0

As the title suggests, i would like to plot data availability, at any one time for each station. The plot can be thought to be a map or scatter plot, where the station number and time are the coordinates. Which will plot vertical lines, where there is data (i.e. floats/integers), and as a white space if data is missing (ie. NANs), temporal resolution is daily.

Similar to the plot at the end of the post.

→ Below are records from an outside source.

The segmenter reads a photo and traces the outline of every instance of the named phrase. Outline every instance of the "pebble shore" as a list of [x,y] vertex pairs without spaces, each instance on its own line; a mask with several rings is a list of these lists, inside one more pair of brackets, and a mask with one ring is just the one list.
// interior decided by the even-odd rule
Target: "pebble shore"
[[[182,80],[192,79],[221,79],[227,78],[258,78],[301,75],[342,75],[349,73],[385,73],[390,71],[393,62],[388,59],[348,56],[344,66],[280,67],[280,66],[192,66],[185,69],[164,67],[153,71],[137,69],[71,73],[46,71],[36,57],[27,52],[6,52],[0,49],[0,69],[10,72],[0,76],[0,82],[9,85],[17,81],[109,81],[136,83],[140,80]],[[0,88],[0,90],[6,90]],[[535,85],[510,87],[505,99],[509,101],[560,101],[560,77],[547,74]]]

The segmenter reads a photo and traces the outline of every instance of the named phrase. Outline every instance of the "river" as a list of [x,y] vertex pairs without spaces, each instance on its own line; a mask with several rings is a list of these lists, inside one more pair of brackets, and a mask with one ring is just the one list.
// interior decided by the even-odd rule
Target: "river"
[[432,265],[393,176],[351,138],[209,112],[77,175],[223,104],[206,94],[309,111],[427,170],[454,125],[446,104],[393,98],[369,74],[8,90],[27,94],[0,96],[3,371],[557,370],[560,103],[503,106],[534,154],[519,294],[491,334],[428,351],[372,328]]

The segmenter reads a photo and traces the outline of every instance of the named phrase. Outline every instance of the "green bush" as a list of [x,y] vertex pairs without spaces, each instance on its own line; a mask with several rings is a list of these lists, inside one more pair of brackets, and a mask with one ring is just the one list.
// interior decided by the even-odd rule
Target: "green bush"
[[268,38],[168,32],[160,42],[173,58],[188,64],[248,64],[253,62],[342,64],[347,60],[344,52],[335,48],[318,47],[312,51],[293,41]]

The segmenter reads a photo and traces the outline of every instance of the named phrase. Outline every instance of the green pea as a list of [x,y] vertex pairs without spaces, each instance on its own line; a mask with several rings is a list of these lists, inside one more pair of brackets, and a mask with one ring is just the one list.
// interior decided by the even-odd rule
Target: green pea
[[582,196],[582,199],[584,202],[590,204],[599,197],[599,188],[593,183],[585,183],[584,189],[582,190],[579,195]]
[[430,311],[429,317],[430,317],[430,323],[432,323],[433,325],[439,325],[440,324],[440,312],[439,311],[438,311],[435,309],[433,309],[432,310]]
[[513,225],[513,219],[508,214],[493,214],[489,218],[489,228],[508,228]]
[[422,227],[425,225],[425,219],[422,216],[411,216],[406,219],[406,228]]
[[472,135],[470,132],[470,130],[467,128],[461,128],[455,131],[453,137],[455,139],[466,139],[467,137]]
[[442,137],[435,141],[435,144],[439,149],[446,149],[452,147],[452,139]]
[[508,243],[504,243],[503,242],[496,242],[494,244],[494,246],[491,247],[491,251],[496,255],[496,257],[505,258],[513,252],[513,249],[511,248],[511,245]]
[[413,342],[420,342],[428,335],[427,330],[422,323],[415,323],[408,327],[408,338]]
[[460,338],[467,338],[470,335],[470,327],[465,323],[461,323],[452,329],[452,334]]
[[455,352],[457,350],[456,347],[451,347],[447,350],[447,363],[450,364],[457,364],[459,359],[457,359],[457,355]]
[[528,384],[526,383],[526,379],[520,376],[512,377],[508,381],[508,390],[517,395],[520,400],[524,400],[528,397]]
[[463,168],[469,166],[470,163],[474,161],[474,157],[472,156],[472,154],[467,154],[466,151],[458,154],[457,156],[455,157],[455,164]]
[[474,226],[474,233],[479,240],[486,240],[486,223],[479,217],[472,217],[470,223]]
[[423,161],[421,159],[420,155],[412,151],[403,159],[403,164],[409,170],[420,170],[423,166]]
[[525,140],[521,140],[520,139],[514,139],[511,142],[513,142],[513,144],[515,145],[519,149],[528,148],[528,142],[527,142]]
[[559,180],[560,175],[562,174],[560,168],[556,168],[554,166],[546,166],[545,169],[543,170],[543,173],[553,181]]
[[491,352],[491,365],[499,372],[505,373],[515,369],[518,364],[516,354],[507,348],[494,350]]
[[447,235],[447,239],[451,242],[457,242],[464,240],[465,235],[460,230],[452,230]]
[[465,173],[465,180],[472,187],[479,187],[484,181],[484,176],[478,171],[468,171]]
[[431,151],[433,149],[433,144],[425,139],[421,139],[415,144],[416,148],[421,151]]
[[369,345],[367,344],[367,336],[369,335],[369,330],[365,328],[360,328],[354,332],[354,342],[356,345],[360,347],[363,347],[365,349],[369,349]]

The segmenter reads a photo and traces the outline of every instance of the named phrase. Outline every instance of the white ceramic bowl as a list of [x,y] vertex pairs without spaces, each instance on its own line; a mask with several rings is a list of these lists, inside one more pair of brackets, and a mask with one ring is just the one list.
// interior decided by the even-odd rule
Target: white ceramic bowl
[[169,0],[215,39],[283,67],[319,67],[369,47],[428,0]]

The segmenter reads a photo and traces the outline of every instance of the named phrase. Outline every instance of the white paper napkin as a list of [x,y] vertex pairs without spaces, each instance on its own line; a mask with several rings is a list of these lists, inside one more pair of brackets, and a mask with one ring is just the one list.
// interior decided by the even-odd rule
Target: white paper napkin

Which is from the output of an R package, 'Climatol' (homogen function).

I would like to know if there is similar way of plotting in PYTHON, I preferably don't want to use the R package, as it does more than just the plot, and hence will take a lot of hours for thousands of station data.

Some sample data (daily time series) of each stations would be like ;

station1 = pd.DataFrame(pd.np.random.rand(100, 1)).set_index(pd.date_range(start = '2000/01/01', periods = 100))
station2 = pd.DataFrame(pd.np.random.rand(200, 1)).set_index(pd.date_range(start = '2000/03/01', periods = 200))
station3 = pd.DataFrame(pd.np.random.rand(300, 1)).set_index(pd.date_range(start = '2000/06/01', periods = 300))
station4 = pd.DataFrame(pd.np.random.rand(50, 1)).set_index(pd.date_range(start = '2000/09/01', periods = 50))
station5 = pd.DataFrame(pd.np.random.rand(340, 1)).set_index(pd.date_range(start = '2000/01/01', periods = 340))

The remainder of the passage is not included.